The movie had been by our television for three weeks.
"Let's just put it on for an hour, and if we don't like it, we'll send it back," Rob said.
In a bout of connective zeal, I had put "The Seven Samurai" in our Neflix queue. It was supposed to have something for every one of us. It was a movie that influenced George Lucas (Star Wars, for Rob and Nate), was the blueprint for many Westerns (me), and it was Japanese (Madelyn).
It was also over three hours long, made in 1954, and in subtitles. So it sat.
Then Rob made his suggestion. We put it on at 8 PM. The kids had the choice to either watch it or read in bed. Reluctantly, Nate took up a blanket, crossed his arms, and "harumphed" onto his seat. An hour, later, Madelyn had drifted off (which she does regardless of the movie, once it's past 8:30), and Nate was groggy, but we were still watching. I didn't want to stop. It was obviously the influence for all those "get the gang together" movies, like Sneakers and Ocean's Eleven and, oh, that Bruce Willis/Ben Affleck one about saving the world from a meteor. The A-Team, my favorite show as an eight year old, was modeled after it.
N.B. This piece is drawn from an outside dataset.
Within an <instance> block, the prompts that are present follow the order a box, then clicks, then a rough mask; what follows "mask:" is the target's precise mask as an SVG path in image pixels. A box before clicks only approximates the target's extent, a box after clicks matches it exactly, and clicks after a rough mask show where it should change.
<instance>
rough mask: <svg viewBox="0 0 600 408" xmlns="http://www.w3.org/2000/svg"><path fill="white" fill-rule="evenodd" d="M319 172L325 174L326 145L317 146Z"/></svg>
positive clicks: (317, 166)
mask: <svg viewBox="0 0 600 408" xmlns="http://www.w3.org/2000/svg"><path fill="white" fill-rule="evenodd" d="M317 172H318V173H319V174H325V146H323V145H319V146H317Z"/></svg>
Rather than a quick, rock music-themed montage or opening voice over, the samurai meet one another in scene after scene, and we get to know each character. The story unfolds rather than rushing. It gives time for the personalities to be established well before any action. It's got some swearing (not too bad, but words like "bastard" and "hell" and "ass"--enough to get Nate tittering). At least he had to keep reading to keep up. It's got a gentle love story. It has sequence after sequence of non-computer generated action. The blueprints for Yoda and Obi Wan Kenobi are in this movie.
We put it in the next day and finished it, damp and drizzly day that it was. What a find!